Das Schlimme ist, dass wir uns in Argentinien schon an den Zustand gewöhnt haben. Aber es ist klar, dass die wirtschaftlichen Krisen des Landes auch ein Erbe der Diktatur und eines damals etablierten ökonomischen Modells sind. Doch das Thema der Menschenrechte ist kein Teil der Agenda der argentinischen Gesellschaft. Auch wenn sich einige Gruppen von Intellektuellen, Akademikern oder Künstlern wie in meinem Fall damit beschäftigen, spielt es im argentinischen Alltag keine große Rolle. Über dieses Kapitel der Geschichte will niemand reden. Es existiert die Vorstellung der zwei Dämonen. Zwei Banden, bei deren Konfrontation es damals auf beiden Seiten Opfer gab. Natürlich ist das nicht meine Meinung, sondern es war Staatsterrorismus.
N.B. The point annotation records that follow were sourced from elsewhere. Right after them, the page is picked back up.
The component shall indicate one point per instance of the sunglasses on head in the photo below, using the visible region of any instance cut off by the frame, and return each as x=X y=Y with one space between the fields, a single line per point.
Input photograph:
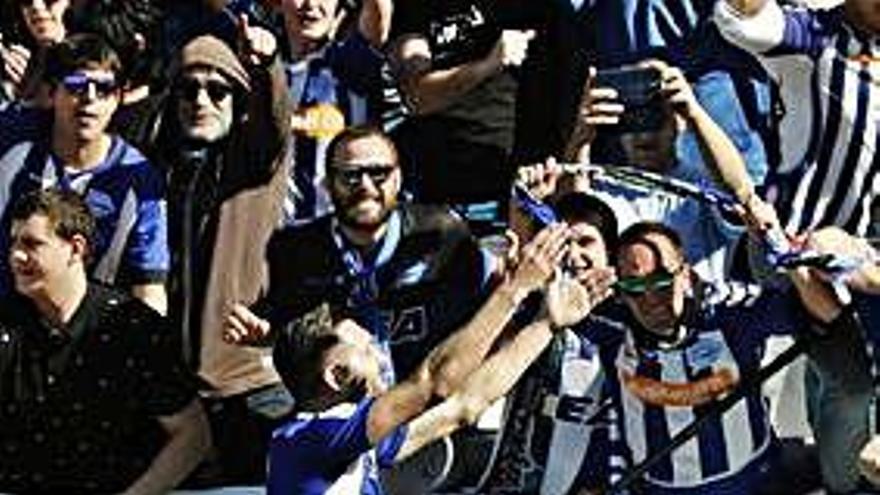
x=351 y=175
x=217 y=91
x=78 y=84
x=638 y=286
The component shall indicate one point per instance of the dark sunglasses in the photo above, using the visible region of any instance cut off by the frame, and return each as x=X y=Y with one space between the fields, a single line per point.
x=638 y=286
x=351 y=176
x=78 y=84
x=217 y=91
x=28 y=3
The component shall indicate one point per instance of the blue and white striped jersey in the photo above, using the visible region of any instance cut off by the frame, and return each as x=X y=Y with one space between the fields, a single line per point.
x=329 y=453
x=339 y=86
x=832 y=177
x=555 y=430
x=658 y=390
x=124 y=192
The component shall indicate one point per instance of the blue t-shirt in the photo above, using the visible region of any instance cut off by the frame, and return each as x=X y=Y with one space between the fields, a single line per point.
x=329 y=453
x=124 y=193
x=339 y=86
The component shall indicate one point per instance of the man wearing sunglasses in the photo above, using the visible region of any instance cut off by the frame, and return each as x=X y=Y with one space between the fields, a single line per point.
x=69 y=148
x=410 y=273
x=686 y=344
x=220 y=142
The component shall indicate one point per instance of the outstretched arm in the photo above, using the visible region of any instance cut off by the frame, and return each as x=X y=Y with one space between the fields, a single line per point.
x=567 y=302
x=460 y=354
x=374 y=22
x=429 y=90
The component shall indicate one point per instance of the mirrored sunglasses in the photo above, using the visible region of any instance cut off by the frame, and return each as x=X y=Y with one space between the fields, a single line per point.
x=78 y=84
x=639 y=286
x=378 y=173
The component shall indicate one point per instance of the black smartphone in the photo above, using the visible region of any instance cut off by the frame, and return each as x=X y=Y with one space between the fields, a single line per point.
x=638 y=88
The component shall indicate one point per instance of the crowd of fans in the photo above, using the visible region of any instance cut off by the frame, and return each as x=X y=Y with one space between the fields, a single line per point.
x=304 y=245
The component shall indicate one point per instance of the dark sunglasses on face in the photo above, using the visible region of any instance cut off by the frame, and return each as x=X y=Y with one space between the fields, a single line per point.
x=29 y=3
x=351 y=176
x=78 y=84
x=638 y=286
x=217 y=91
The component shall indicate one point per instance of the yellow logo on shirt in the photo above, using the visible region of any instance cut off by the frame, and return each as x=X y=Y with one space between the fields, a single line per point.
x=689 y=394
x=321 y=121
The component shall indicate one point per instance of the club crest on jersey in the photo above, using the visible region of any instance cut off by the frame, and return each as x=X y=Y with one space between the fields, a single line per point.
x=409 y=325
x=704 y=353
x=321 y=121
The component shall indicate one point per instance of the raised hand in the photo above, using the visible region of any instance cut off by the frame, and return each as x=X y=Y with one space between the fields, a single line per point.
x=512 y=47
x=540 y=179
x=15 y=60
x=569 y=300
x=539 y=258
x=242 y=326
x=257 y=46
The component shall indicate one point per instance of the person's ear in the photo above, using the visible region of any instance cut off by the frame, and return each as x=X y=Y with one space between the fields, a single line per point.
x=336 y=376
x=79 y=247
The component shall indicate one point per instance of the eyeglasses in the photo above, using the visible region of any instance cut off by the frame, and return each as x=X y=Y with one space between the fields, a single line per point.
x=189 y=89
x=78 y=84
x=351 y=176
x=30 y=3
x=657 y=281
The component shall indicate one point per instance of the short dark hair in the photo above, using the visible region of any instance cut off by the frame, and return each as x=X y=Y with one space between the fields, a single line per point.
x=120 y=22
x=355 y=133
x=299 y=351
x=78 y=52
x=576 y=207
x=67 y=212
x=637 y=232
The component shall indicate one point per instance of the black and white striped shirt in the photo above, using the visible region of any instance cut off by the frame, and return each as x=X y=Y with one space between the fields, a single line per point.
x=829 y=175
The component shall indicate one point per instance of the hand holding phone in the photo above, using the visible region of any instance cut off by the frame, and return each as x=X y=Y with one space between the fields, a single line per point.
x=638 y=88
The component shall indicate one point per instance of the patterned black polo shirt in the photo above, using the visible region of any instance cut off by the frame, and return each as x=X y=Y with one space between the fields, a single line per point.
x=78 y=404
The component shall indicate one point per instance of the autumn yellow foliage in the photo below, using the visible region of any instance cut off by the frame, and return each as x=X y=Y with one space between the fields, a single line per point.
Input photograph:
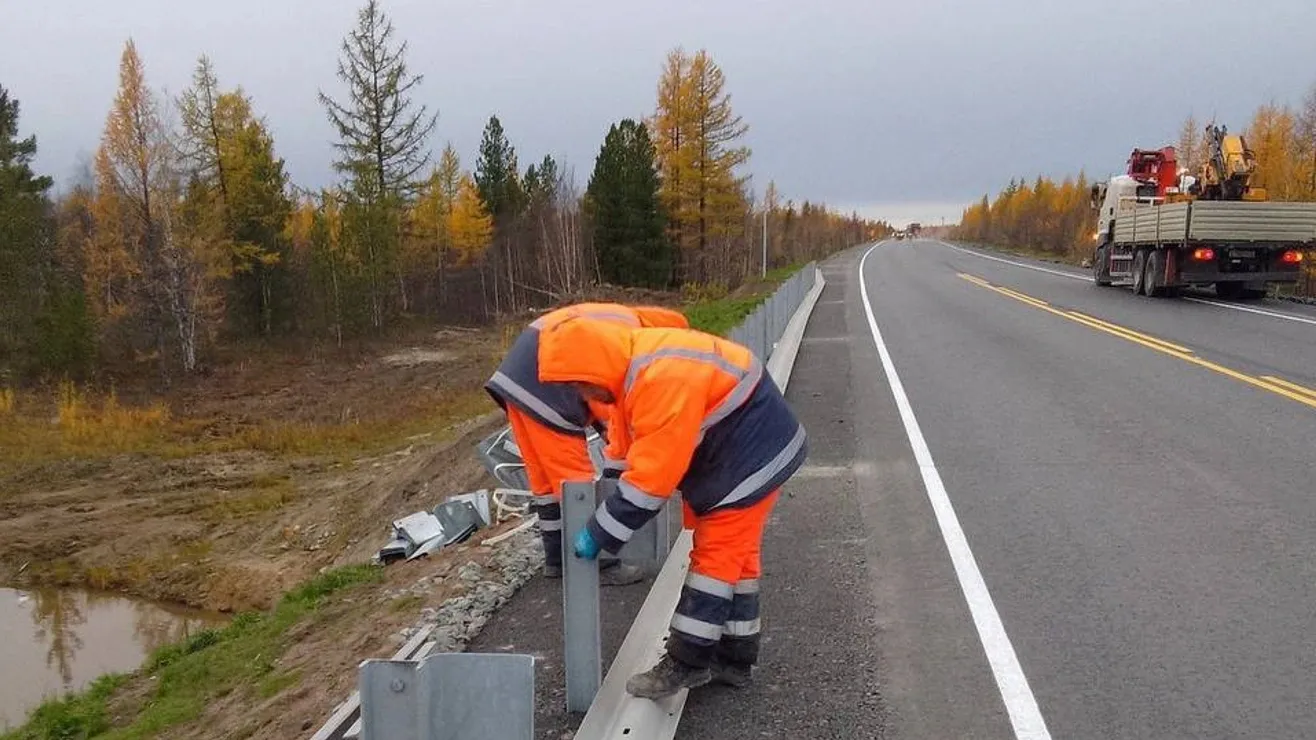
x=695 y=134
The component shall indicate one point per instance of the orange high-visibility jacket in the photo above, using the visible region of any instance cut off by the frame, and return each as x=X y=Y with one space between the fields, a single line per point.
x=692 y=412
x=561 y=407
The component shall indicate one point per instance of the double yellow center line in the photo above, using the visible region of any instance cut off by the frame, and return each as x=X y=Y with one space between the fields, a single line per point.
x=1278 y=386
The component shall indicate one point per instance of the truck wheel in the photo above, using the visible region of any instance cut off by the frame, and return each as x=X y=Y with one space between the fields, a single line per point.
x=1152 y=275
x=1100 y=267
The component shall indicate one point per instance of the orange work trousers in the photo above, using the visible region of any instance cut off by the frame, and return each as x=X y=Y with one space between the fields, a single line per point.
x=717 y=616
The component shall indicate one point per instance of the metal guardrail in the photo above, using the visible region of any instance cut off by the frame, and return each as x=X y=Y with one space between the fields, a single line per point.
x=762 y=328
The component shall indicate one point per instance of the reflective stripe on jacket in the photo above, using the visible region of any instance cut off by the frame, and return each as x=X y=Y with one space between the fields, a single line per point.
x=558 y=406
x=695 y=414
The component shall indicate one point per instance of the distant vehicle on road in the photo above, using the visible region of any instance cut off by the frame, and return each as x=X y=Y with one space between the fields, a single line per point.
x=1161 y=229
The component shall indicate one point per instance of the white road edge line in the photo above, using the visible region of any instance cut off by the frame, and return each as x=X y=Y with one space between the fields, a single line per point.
x=1075 y=277
x=1024 y=715
x=1258 y=311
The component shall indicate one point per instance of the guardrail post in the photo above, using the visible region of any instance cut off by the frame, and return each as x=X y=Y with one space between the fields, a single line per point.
x=582 y=652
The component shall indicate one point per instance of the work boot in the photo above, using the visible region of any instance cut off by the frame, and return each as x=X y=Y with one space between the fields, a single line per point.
x=732 y=673
x=666 y=678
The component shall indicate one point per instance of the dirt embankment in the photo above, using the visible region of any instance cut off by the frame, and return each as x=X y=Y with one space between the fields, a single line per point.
x=259 y=473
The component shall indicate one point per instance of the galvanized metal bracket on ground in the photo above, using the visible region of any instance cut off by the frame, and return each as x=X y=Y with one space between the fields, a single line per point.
x=449 y=697
x=615 y=714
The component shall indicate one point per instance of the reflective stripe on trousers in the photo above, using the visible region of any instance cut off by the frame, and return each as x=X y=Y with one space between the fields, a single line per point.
x=719 y=607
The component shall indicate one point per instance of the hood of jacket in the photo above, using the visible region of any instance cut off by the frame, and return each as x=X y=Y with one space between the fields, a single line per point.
x=586 y=350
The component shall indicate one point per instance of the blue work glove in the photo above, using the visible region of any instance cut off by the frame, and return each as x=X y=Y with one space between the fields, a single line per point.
x=584 y=545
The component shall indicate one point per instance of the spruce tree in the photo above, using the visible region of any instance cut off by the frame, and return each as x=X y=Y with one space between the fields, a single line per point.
x=496 y=175
x=623 y=200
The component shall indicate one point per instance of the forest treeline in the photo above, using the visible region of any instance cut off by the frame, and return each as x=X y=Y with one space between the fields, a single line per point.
x=1057 y=219
x=188 y=233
Noch ist Campo de Mayo militärisches Sperrgebiet, doch in Ihrem Film scheint das Zusammentreffen mit den Soldaten jeden Schrecken verloren zu haben. Eine bemerkenswerte Episode des Films zeigt überwiegend junge Teilnehmer eines „Kill Race“, eines paramilitärisch anmutenden Geländelaufs auf dem Campo de Mayo. Ist solch eine Freizeitveranstaltung ein zynisches Spiel mit Erinnerung oder ein Beispiel für kollektive Amnesie?

Ich glaube, es handelt sich eher um Amnesie. Die Beschaffenheit des Geländes war einfach interessant für diese Art von Hindernis-Parcour und eine Herausforderung für die Läufer. Ich denke, es gibt überhaupt kein Bewusstsein dafür, dass sich das Ganze auf dem ehemaligen Gelände eines klandestinen Folterzentrums abspielt. Heutzutage kann man den Ort für alles Mögliche nutzen, ungeachtet seiner Geschichte und der Erinnerung daran.